Immer wieder machen bestimmte Gruppen (hier gerne: Berufsgruppen oder zumindest Gruppen, die bestimmte Berufsgruppen vertreten, zum Beispiel Gewerkschaften) auf Probleme aufmerksam. Lehrergewerkschaften sorgen sich um Gewalt an Schulen, Ärzteverbände rechnen uns vor, dass zu viele Kinder zu wenig Geld vom Staat erhalten, Wohlfahrtsverbände klagen über zu wenig Möglichkeiten der Unterstützung für Sozialhilfeempfänger in bestimmten Lebenslagen. Die naheliegendste Lösung für solche Probleme ist bei sowas für jeden klar erkennbar, dass mehr Geld fließen muss, optimalerweise an genau die Berufsgruppen, die besagtes Problem aufgedeckt haben. Im Regelfall handelt es sich dabei natürlich um Steuergeld, denn für anderes Geld schaltet man üblicherweise eher Werbespots im Fernsehen, anstatt mit ernster Miene betroffenheitsbeweisende Pressekonferenzen zu veranstalten.
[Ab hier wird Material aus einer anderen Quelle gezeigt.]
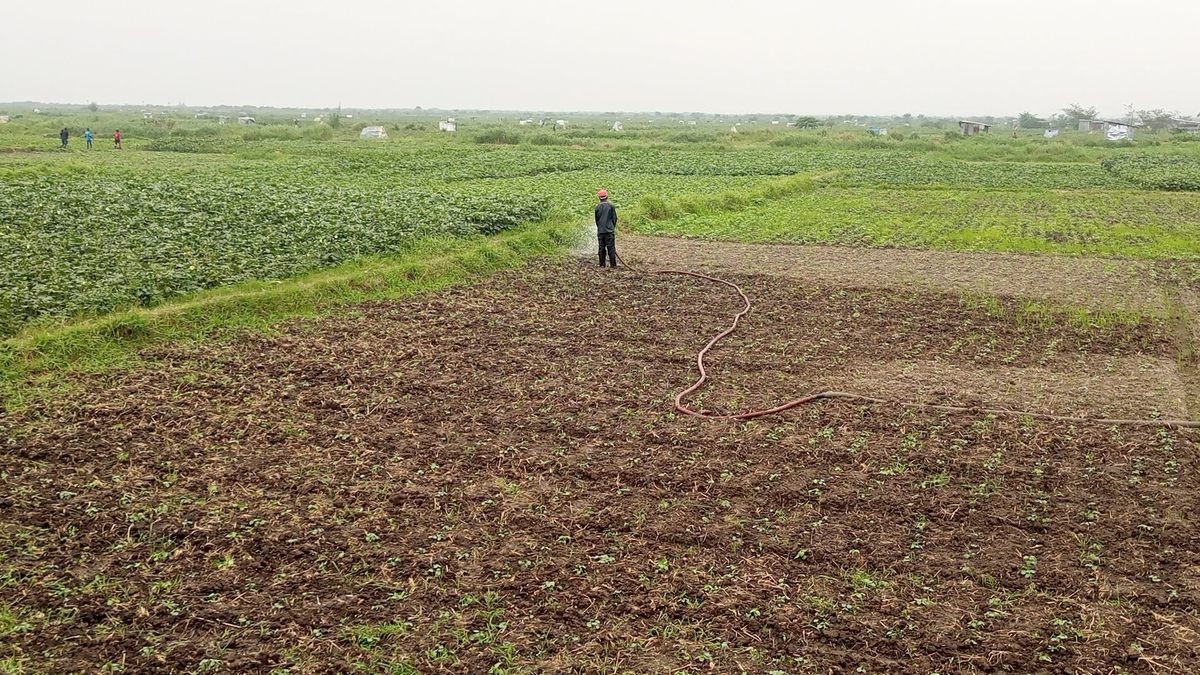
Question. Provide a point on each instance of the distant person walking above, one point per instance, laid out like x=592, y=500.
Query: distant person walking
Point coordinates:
x=606, y=228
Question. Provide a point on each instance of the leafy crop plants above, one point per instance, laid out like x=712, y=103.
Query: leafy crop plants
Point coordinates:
x=358, y=410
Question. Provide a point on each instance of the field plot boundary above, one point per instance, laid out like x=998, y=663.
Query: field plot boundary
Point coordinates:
x=40, y=358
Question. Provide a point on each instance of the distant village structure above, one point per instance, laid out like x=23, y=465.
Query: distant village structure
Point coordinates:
x=973, y=127
x=1113, y=130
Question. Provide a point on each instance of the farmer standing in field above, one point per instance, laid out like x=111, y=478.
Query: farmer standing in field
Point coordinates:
x=606, y=228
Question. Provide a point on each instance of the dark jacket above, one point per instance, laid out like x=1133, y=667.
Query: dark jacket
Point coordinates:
x=606, y=217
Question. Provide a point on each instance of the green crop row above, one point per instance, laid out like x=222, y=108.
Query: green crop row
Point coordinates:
x=1153, y=172
x=1146, y=225
x=90, y=244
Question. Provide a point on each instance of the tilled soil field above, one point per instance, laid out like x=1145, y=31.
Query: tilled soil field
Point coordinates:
x=492, y=477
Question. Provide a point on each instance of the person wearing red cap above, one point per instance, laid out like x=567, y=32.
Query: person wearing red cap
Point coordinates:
x=606, y=228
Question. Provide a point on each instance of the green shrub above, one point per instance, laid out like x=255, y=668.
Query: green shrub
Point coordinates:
x=498, y=137
x=657, y=208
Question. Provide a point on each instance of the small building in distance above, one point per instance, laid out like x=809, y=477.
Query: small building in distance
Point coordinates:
x=1185, y=124
x=972, y=127
x=1113, y=130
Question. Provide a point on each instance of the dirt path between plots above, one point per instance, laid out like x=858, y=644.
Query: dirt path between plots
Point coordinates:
x=492, y=475
x=1092, y=282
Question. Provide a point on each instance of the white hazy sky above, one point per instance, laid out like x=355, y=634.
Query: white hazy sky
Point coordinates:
x=933, y=57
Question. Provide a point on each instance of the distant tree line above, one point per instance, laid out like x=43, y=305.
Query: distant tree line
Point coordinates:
x=1069, y=118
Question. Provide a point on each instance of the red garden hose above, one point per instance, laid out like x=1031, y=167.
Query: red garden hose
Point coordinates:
x=682, y=407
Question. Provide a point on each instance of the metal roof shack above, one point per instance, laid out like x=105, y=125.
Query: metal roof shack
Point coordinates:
x=972, y=127
x=1185, y=124
x=1113, y=130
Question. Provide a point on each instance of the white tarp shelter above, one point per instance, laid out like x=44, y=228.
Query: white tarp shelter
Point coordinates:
x=1117, y=131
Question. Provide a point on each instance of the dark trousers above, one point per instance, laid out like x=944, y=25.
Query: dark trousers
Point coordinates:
x=607, y=245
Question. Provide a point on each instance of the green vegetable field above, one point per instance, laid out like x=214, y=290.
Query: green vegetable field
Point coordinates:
x=202, y=207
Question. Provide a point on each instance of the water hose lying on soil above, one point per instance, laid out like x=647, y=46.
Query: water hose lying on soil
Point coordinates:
x=683, y=407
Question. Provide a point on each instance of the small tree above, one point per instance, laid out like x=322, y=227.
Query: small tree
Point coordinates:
x=1155, y=120
x=1075, y=113
x=1029, y=120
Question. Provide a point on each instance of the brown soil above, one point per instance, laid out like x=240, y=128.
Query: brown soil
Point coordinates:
x=493, y=476
x=1093, y=282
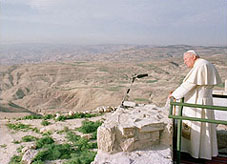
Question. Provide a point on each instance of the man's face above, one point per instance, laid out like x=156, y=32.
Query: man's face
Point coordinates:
x=189, y=59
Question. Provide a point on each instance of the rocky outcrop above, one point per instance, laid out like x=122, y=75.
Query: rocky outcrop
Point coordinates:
x=138, y=128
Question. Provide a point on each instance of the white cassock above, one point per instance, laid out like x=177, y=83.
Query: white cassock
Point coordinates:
x=197, y=89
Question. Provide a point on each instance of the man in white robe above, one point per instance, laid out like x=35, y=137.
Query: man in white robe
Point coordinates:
x=197, y=89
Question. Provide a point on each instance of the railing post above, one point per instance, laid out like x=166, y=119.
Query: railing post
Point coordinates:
x=179, y=128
Eine beliebte Begründung, warum hier unbedingt der Staat zur segensreichen Tat zu schreiten hat, lautet regelmäßig, dass “die [Lehrer/Ärzte/Erzieher/was auch immer] nicht der Reparaturbetrieb der Gesellschaft” seien. Was eine interessante Sicht der Dinge auf Seiten der Forderer offenbart, denn augenscheinlich
1. halten sie die Gesellschaft demnach für “kaputt” oder zumindest reparaturbedürftig, weil bei ihnen im Job irgendwas nicht so läuft, wie sie es sich wünschen würden;
2. glauben sie, dass man eine Gesellschaft reparieren könnte, wenn sie “kaputt” sei;
3. scheinen sie außerdem der Ansicht zu sein, dass eine solche Reparatur so dringend erforderlich ist, dass es nicht genügt, wenn Leute (aus jener ihnen vermeintlich so am Herzen liegenden Gesellschaft) von sich aus besagte Probleme erkennen und von sich aus beheben, sondern dass man alle zum Mitmachen zwingen muss (das tut man immer, wenn man etwas mit Steuern finanziert), damit das mit der Reparatur funktioniert;
4. ist “die Gesellschaft” für sie keine Ansammlung von Individuen mit Millionen unterschiedlichen und sich dann und wann auch mal widersprechenden Interessen, Zielen, Prioritäten und Wünschen, sondern eine von sich aus homogene Masse oder eine als solche zu behandelnde, deren Interessen und Ziele normalerweise von einer vordenkenden Elite definiert werden müssen und der man manchmal auch einen kleinen oder großen Schubs geben muss, damit ihre Wünsche und Prioritäten sich in vorgesehenen Weise entwickeln.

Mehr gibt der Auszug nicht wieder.